The President said the efficacy of our justice sector – whether and how we uphold the rule of law and administration of justice – is key to the performance of the institutions of our political economy. He said public confidence has risen steadily, with more and more Kenyans seeking to access justice and majority expressing satisfaction in the services provided.
“Since the establishment of the NCAJ more than 11 years ago, it has been gratifying to witness its steady growth and maturation of constituent organisations.” President Ruto said.
He explained that the impressive transformation of the sector is by no means inadvertent adding that it is rather, the outcome of effective coordination of relevant actors on a consistent basis. He said this successful model holds important lessons for other sectors in effective approaches to coordinating diverse actors to achieve far-reaching sectoral reform.
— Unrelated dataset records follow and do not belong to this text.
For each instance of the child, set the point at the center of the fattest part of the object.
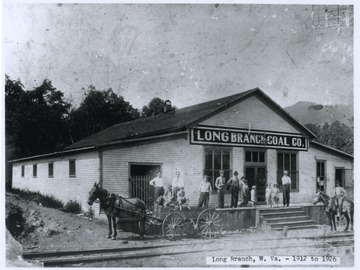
(205, 190)
(167, 198)
(275, 197)
(245, 193)
(181, 199)
(253, 195)
(268, 195)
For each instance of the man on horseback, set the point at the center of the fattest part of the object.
(340, 194)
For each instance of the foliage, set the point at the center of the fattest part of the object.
(72, 207)
(35, 120)
(155, 106)
(98, 111)
(337, 135)
(44, 200)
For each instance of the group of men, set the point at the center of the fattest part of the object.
(175, 193)
(236, 185)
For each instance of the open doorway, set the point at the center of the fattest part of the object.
(256, 176)
(340, 176)
(140, 176)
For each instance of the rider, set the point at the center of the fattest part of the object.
(340, 194)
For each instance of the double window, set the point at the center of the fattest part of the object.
(51, 169)
(287, 161)
(217, 159)
(35, 170)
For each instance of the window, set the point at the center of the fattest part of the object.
(255, 156)
(320, 175)
(216, 160)
(35, 170)
(51, 169)
(288, 162)
(72, 168)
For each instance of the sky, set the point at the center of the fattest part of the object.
(188, 53)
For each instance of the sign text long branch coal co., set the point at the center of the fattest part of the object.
(242, 137)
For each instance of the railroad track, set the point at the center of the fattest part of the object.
(68, 258)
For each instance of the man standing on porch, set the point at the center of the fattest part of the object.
(158, 184)
(234, 183)
(177, 183)
(220, 185)
(286, 182)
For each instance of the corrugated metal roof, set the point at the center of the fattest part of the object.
(175, 121)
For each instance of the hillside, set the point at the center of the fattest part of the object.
(308, 112)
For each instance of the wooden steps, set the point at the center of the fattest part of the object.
(293, 218)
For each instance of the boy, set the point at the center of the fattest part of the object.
(205, 189)
(181, 199)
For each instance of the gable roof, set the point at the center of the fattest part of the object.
(179, 120)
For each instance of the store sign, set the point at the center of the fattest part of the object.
(243, 137)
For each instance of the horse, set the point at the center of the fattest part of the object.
(332, 208)
(130, 212)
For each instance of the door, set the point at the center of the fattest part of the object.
(256, 176)
(140, 176)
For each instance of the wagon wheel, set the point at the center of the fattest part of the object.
(210, 223)
(173, 226)
(189, 227)
(152, 226)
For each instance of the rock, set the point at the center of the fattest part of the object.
(14, 254)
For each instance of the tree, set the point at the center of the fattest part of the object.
(155, 106)
(35, 120)
(337, 135)
(99, 110)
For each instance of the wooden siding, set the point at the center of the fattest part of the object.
(175, 154)
(61, 186)
(252, 111)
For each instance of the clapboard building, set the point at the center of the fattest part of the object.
(247, 132)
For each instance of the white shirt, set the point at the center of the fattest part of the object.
(157, 182)
(340, 191)
(177, 182)
(286, 180)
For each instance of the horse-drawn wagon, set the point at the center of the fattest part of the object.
(132, 216)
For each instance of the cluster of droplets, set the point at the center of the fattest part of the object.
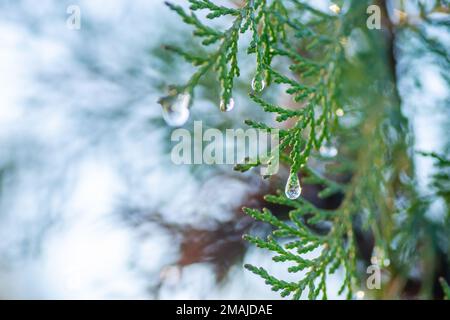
(293, 189)
(226, 107)
(175, 109)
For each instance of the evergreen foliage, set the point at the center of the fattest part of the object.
(375, 163)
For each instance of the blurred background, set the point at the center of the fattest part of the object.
(91, 206)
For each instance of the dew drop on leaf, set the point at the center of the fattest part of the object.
(258, 84)
(293, 189)
(175, 109)
(225, 107)
(328, 150)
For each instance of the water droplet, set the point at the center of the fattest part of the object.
(227, 107)
(360, 295)
(293, 189)
(258, 84)
(328, 150)
(335, 8)
(175, 109)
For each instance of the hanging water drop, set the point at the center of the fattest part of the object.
(328, 150)
(225, 107)
(175, 109)
(258, 84)
(293, 189)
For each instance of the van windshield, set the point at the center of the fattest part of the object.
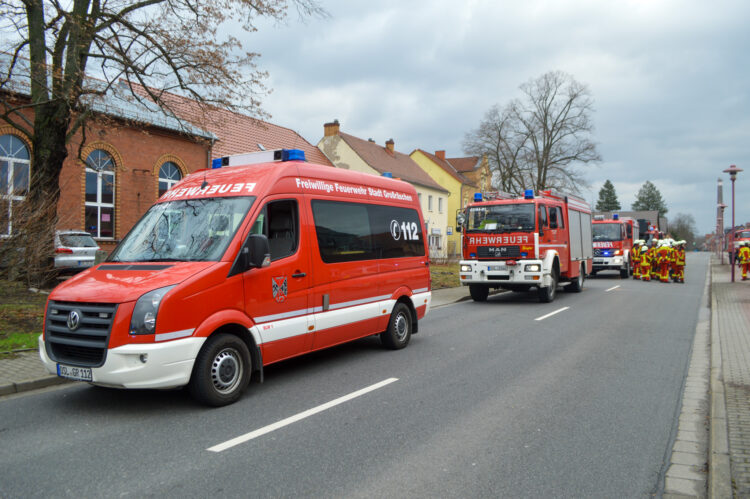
(607, 232)
(501, 218)
(186, 230)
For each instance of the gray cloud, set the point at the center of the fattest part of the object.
(669, 79)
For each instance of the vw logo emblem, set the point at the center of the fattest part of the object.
(74, 319)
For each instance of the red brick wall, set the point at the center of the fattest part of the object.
(138, 152)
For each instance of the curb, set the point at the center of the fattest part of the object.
(719, 463)
(31, 384)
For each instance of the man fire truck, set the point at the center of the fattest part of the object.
(613, 243)
(524, 243)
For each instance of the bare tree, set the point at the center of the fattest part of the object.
(154, 46)
(539, 141)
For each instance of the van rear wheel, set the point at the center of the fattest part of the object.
(400, 327)
(221, 371)
(479, 292)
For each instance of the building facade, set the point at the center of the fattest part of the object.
(352, 153)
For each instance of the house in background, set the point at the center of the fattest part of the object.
(462, 184)
(352, 153)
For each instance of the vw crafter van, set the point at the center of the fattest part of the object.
(238, 267)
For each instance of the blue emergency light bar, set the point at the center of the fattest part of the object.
(259, 157)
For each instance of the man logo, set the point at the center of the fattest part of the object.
(74, 320)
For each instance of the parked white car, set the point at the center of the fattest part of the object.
(74, 250)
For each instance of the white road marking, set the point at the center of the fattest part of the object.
(551, 314)
(297, 417)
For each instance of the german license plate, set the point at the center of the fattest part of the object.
(77, 373)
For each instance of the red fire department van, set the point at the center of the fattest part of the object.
(613, 242)
(238, 267)
(524, 243)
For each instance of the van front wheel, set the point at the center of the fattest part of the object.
(221, 371)
(399, 330)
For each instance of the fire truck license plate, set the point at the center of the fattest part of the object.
(77, 373)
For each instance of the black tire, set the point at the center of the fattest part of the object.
(400, 327)
(547, 295)
(479, 292)
(577, 285)
(221, 371)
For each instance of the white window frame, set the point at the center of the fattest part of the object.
(13, 164)
(169, 181)
(98, 204)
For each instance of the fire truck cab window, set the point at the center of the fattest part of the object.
(501, 218)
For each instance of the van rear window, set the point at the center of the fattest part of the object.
(350, 232)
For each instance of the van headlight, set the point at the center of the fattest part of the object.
(145, 311)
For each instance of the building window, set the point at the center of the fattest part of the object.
(169, 174)
(100, 194)
(14, 179)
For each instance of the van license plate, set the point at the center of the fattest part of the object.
(77, 373)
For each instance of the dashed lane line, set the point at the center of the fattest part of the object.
(298, 417)
(551, 314)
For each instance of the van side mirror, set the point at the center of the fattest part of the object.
(258, 251)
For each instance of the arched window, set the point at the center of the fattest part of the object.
(14, 179)
(169, 174)
(100, 194)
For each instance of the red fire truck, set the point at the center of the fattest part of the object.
(613, 242)
(531, 242)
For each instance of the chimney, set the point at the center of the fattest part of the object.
(331, 129)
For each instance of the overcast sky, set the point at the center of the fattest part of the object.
(669, 80)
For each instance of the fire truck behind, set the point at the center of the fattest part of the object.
(613, 242)
(531, 242)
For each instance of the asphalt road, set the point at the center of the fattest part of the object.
(486, 401)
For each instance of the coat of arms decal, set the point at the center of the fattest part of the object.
(279, 288)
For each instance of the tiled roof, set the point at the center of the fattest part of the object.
(399, 164)
(238, 133)
(463, 165)
(115, 103)
(445, 165)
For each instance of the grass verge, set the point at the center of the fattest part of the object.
(444, 276)
(21, 316)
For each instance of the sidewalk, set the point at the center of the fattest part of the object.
(729, 459)
(25, 372)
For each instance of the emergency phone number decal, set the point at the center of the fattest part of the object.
(408, 230)
(329, 187)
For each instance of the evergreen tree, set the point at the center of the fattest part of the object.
(608, 198)
(649, 199)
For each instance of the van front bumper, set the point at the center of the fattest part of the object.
(495, 273)
(167, 365)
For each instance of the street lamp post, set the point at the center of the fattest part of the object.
(732, 171)
(720, 232)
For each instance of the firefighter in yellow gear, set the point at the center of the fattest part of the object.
(664, 261)
(655, 245)
(646, 254)
(679, 262)
(635, 258)
(744, 257)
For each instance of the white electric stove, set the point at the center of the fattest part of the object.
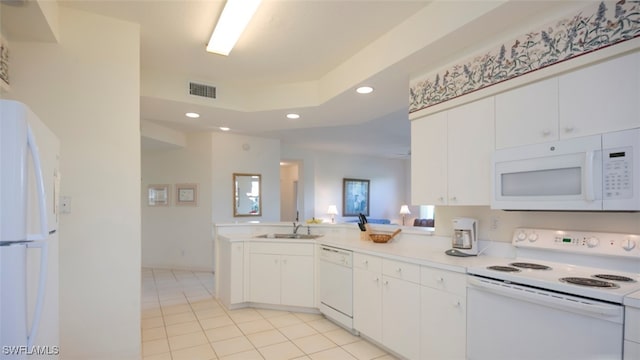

Saying that it is time to also enhance criminal justice system reforms the President said that apart from credible and expeditious due process, criminal justice must evolve to catch up with best practices and respond to the common sense of basic fairness.
President Ruto added that the NCAJ’s strategic emphasis on the enhancement of access to justice by vulnerable groups is commendable.
“Every endeavour to advance the interests of children guarantees a strong future for our nation. Our children, therefore, matter and the NCAJ’s efforts are especially commendable.” The President said.
President Ruto commended the NCAJ model of grassroots service delivery – the CUC saying CUCs are focal points in a democratised, bottom-up justice system reform process.
Chief Justice Martha Koome said since its inception in 2011, the NCAJ has provided a platform for actors in the justice sector to design responses to the challenges within the justice sector. This has seen a proliferation of policies, guidelines, and manuals.
She said the report presents an account of the programmes and activities of the NCAJ and its Agencies, identifies challenges, recognises opportunities and makes recommendations for ensuring access to justice for the people of Kenya.
“The success achieved in the period is attributable to the collaborative and consultative approach adopted by actors within the justice sector, which has contributed to the more efficient and effective delivery of justice,” the CJ said.
She added: “At the heart of NCAJ lies the Court User Committees (CUCs). This novel approach is now increasingly recognised at the regional and international levels as a best practice in the Administration of Justice.”
The CJ said at the grassroots level, CUCs were instrumental in unlocking barriers to the administration of justice. Most of them devised very effective case clearance innovations enhancing the overall performance of our justice system.